Tutte le ricerche promosse dalla Ragioneria generale dello Stato, dall’Istituto Nazionale di Statistica, dal Dipartimento della funzione pubblica e da IFEL Fondazione ANCI, sono concordi su due cose: i dipendenti della pubblica amministrazione stanno continuamente diminuendo e la loro età media sta costantemente aumentando.
La riduzione del turnover, le restrizioni assunzionali, la bassa attrattività del settore in termini di crescita professionale e retributiva per le giovani generazioni hanno determinato un progressivo squilibrio demografico nel settore pubblico.
La diminuzione dei dipendenti
Il personale della pubblica amministrazione in Italia è di circa 3.660.000 unità e ha visto un calo medio del 7,5% negli ultimi vent’anni. In particolare, il personale del comparto degli enti locali registra un calo di circa il 28% dal 2007 a oggi (da 479.233 a 342.208 unità) e una previsione di 175.000 uscite nei prossimi sette anni. Nel 2023, le dimissioni volontarie o il passaggio ad altre amministrazioni hanno addirittura superato il numero dei pensionamenti.

Rapportato alla popolazione residente, il personale comunale per 1.000 abitanti è sceso da 8,04 nel 2007 a 5,84 nel 2023.

L’aumento dell’età media
Negli ultimi vent’anni l’età media del personale della pubblica amministrazione italiana è cresciuta di oltre 5 anni, raggiungendo circa 50,4 anni.

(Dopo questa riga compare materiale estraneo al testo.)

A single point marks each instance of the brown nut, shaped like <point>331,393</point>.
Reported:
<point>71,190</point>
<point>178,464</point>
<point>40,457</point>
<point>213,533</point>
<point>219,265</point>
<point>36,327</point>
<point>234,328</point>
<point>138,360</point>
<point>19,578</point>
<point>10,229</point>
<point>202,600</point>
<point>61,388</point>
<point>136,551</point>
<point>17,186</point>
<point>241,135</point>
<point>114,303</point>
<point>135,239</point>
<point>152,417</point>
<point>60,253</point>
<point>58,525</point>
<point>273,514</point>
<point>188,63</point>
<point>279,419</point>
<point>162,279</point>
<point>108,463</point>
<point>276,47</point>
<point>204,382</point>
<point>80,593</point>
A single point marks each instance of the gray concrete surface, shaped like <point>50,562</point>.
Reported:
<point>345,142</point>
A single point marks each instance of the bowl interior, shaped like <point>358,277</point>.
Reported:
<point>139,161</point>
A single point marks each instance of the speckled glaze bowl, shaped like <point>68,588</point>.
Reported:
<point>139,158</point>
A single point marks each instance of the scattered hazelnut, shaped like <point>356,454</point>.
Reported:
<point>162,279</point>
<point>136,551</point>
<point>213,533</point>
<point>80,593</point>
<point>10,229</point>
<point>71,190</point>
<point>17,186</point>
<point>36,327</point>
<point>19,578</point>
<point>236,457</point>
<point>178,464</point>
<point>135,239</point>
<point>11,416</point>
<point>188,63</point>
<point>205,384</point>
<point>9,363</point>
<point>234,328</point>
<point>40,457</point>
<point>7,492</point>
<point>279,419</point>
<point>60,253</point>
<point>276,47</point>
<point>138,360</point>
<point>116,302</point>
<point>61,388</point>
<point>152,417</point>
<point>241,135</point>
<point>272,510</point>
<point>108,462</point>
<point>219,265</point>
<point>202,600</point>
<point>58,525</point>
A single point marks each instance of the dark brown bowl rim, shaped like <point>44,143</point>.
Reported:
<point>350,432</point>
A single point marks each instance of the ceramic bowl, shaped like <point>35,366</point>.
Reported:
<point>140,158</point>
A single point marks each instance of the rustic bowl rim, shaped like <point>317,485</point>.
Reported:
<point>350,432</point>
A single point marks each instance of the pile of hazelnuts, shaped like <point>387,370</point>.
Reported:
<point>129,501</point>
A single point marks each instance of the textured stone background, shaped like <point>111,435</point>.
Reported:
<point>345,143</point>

Il personale ultracinquantenne rappresenta la parte più consistente sia della pubblica amministrazione italiana in generale (52%), che della pubblica amministrazione locale (63%).
Gli effetti sulla società
La riduzione del personale della pubblica amministrazione e la mancanza di ricambio generazionale si riflettono in particolare sulla capacità della pubblica amministrazione locale (la più vicina ai cittadini) di rispondere alle esigenze di una società in rapido cambiamento e di affrontare le sfide legate alla transizione digitale e alla modernizzazione amministrativa.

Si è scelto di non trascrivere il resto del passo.